Everyday IT workers have a choice: take on the urgent, or the important. Urgent tasks often come in the form of tickets or calls that point to lost content or missing documents that are getting in the way of business. However, important strategic planning tasks like operational governance automation, learning new technologies or records management often get pushed aside to handle these tickets. Having a bot like AVA (opens in new tab) handle many of the urgent tasks gives more time for important strategic planning that drives digital transformation.
Has the rise of workplace apps such as Microsoft Teams made things more difficult for IT admins?
New platforms like Microsoft Teams can be a double-edged sword for organizations. Typically end users are slow to adopt tools, so when new tools are rolled out, IT has something of a grace period to learn how to govern and control them as end users slowly increase use.

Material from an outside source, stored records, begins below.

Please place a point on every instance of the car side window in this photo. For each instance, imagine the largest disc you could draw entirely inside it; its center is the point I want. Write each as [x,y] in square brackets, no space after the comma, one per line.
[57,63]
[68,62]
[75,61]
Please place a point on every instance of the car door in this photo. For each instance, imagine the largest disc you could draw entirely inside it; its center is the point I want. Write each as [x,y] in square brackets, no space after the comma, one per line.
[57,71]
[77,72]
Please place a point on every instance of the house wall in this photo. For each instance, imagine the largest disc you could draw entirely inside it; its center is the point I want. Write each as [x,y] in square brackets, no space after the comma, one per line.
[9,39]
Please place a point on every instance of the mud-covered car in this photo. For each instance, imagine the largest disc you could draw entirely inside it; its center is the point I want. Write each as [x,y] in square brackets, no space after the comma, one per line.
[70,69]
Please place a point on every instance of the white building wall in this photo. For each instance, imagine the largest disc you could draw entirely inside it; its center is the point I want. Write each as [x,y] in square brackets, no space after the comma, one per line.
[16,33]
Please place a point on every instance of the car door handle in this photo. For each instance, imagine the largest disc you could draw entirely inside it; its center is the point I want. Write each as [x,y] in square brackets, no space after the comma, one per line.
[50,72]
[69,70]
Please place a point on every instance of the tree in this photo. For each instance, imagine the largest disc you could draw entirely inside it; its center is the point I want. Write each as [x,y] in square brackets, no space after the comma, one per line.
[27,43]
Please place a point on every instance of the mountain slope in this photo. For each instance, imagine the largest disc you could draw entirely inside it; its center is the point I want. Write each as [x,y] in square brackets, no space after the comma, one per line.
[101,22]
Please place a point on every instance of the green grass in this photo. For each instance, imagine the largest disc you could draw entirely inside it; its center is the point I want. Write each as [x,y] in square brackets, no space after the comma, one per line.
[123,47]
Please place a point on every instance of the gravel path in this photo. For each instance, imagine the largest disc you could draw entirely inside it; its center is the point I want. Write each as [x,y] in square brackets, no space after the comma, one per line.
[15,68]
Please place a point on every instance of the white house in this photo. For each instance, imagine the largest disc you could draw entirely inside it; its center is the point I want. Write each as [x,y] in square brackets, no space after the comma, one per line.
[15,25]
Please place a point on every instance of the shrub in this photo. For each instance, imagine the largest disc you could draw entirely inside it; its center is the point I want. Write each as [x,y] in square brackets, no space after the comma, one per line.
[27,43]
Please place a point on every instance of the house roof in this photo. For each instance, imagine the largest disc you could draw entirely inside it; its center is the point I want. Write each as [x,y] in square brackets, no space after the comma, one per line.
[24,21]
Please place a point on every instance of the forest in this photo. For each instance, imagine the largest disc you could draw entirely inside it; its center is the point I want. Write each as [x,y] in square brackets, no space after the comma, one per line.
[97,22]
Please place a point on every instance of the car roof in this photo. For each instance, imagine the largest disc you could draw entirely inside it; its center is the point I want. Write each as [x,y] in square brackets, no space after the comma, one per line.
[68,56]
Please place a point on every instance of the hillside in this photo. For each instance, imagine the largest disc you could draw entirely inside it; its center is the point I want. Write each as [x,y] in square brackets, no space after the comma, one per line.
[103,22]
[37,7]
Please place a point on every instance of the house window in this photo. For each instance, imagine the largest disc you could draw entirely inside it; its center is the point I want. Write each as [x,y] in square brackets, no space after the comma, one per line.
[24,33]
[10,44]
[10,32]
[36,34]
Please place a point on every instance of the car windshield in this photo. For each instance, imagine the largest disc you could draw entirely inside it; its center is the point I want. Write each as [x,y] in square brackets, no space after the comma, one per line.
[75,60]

Many new SaaS applications like Teams are so easy to use that organizations are seeing massive adoption in just months or even weeks. This overwhelms IT teams that have not planned a controlled rollout for the solution, and they either struggle to enforce compliance to business rules or don’t know how to keep secure and to fit into their governance plan. SaaS vendors are starting to adapt by providing early releases to administrators in their testing environments months before features are out to the production environment.
What advice would you give to businesses looking to boost the productivity of their IT teams?
IT teams need time to collaborate, time to plan and resources to handle change management. IT teams should also be given more leeway to invest in tools that are not only designed to increase end user productivity-but also designed to reduce IT burden from tedious tasks that arise daily in the modern workplace.
The less IT has to worry about on a day to day basis, the lower they can keep their operating costs, and the more they can directly and strategically assist organizations as they move forward with digital transformation.
In addition, organizations and IT teams both need to heavily focus on relationship and trust building at the employee level. For any implementation, ask the question, “Where did the idea to buy a product come from?” If IT has had no say in the implementation, then the question of how the new solution interacts or overlaps with existing functionality may not have been addressed. For reducing software spend and reducing risk, it’s very important that IT and decisionmakers have good communication.
Conversely, it doesn’t do anyone any good when the business users and the IT teams all hate and blame each other. It isn’t as common as it should be, but there are actually companies where users actually LOVE their IT teams and their business productivity tools. This should be the goal for every organization. When everyone works together, business processes operate smoothly, and users and IT teams work together to quickly overcome challenges.